Even Luke Wiseman, whose father Eddie Wiseman was a founding member and is among the remaining leaders, I do not know. Luke Wiseman and his wife, both members of the Twelve Tribes, were among hundreds who left the group after several issues were uncovered involving ministry leaders around 2008, he said.

“There is an iron curtain between the Twelve Tribes and those of us who have left,” Luke told the Wiseman Times Free Press last week. “They consider us dead. They consider us as Judas Iscariot.”

A message left last week to Eddie Wiseman, who still lives in Chattanooga, did not return.

People who studied the group for years, such as Robert Pardon, director of the New England Institute for Religious Research, said the idea that the group had no leaders is not true. Spriggs was supposed to lead the group until Jesus Christ returned, Pardon said.

“Nothing was done except Spriggs,” he said last week. “He should never have died. This is not someone who was one of many. What he said, went.”

Forgiveness is considered an enemy of the Tribes for his work helping former members move away from the group and back into mainstream society. He has studied the group and played an integral role in uncovering some of the most serious allegations of abusive practices.

The Twelve Tribes have been a target of “programming” groups seeking to remove members from similar groups, often at the request of their families. In 2015, three people were arrested for abducting a family member who had joined the Twelve Tribes.

Pardon said he expects the group’s businesses can continue but can struggle without a unifying spiritual leader.

“In general, what happens to groups like the Tribes is that they can go on for a generation or two, but they end up simply dying because there is no one to take the revelation,” Pardon said. “This is what I expect to happen.”

Despite dozens of former members describing stories of abuse within the community, the Twelve Tribes continues to operate its series of Yellow Deli restaurants, the New York farm, a Massachusetts-based construction company and a printing business.

Pardon said that while the group has faced some violations and surveillance by the government, it often remains alone because of its hospitable businesses and non-confrontational attitude with the public. Members do not appear to pose a threat to wider society, as a white supremacist group would do or collect weapons, Pardon said. At the same time, gathering evidence to prove abuse or ill-treatment is difficult as members do not own the property.

In 1974, Spriggs told the News-Free Press about his dreams of opening more restaurants and community homes.

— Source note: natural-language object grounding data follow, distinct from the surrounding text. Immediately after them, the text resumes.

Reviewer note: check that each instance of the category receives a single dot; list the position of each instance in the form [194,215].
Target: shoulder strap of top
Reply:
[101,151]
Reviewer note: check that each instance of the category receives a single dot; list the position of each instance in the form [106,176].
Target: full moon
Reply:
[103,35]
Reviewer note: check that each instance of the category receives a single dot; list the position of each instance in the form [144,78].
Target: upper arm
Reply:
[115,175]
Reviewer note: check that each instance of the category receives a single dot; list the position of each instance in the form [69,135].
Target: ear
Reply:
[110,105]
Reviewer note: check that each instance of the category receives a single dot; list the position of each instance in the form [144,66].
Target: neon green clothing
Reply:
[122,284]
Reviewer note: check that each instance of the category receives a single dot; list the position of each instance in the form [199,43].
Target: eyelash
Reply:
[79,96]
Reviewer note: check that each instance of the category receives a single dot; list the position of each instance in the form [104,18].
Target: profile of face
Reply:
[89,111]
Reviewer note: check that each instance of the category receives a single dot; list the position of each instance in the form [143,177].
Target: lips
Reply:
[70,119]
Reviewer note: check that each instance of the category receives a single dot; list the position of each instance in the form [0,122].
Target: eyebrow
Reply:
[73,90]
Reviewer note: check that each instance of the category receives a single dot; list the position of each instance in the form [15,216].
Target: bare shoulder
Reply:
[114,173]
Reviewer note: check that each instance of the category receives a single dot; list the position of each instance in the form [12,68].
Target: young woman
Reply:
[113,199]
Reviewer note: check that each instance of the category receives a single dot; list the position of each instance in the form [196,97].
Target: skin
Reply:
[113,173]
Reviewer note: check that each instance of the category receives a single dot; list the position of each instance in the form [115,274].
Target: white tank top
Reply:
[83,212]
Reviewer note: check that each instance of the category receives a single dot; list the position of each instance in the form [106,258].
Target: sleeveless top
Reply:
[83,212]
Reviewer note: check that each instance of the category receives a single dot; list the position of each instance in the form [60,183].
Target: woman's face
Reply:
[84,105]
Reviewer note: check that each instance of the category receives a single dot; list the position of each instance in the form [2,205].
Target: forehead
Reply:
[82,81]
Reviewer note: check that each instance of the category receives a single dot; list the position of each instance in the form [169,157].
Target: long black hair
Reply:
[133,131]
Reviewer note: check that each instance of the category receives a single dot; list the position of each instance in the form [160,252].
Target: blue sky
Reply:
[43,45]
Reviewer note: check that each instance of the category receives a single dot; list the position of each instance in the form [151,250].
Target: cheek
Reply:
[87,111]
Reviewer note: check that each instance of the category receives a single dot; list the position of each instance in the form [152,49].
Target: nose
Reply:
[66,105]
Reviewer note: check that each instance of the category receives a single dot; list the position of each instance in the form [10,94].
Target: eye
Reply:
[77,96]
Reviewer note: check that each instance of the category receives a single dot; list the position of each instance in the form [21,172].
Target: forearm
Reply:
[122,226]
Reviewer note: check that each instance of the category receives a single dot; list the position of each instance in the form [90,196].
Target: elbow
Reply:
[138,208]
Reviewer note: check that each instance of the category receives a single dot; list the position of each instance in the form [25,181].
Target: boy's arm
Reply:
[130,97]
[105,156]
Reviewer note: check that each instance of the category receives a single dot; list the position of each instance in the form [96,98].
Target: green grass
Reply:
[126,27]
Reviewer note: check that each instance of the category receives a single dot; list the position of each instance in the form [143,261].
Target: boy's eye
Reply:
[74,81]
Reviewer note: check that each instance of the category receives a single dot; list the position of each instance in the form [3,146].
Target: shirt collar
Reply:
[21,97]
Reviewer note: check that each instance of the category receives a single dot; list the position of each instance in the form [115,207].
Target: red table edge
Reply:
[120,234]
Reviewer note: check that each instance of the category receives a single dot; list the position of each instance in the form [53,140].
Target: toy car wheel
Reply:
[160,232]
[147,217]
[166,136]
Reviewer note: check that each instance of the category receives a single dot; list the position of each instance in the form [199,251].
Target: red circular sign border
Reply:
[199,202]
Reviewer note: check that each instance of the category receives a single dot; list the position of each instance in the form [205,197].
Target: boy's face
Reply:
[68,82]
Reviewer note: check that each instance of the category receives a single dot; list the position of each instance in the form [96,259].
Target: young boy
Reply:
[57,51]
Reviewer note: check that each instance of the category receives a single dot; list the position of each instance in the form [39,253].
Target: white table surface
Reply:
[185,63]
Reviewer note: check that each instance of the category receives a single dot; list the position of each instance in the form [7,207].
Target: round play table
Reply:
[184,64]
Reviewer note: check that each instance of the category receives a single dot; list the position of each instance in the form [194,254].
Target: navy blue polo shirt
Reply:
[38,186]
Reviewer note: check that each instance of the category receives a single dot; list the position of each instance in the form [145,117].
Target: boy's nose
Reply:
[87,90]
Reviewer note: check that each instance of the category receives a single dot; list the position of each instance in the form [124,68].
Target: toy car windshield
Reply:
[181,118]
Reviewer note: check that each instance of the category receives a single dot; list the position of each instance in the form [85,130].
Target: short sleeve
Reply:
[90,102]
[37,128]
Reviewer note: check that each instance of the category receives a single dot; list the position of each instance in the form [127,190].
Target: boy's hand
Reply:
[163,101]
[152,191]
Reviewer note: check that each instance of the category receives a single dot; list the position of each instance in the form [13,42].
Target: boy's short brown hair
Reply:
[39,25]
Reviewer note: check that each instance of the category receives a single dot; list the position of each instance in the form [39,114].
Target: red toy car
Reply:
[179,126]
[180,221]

“Can you imagine what a wonderful thing it would be to have Yellow Delis all over America?” Said Spriggs at the time. “A restaurant with good food for everyone in the community, but it would be a place to reach all the fugitives who are passing by, or all the young people who are tired and nauseous. These people will not go to “Sometimes they stop at shelters and instructions that people beat around the bush. They do not simply show it as it is. Jesus loves you. You can be happy. Let God guide your life.”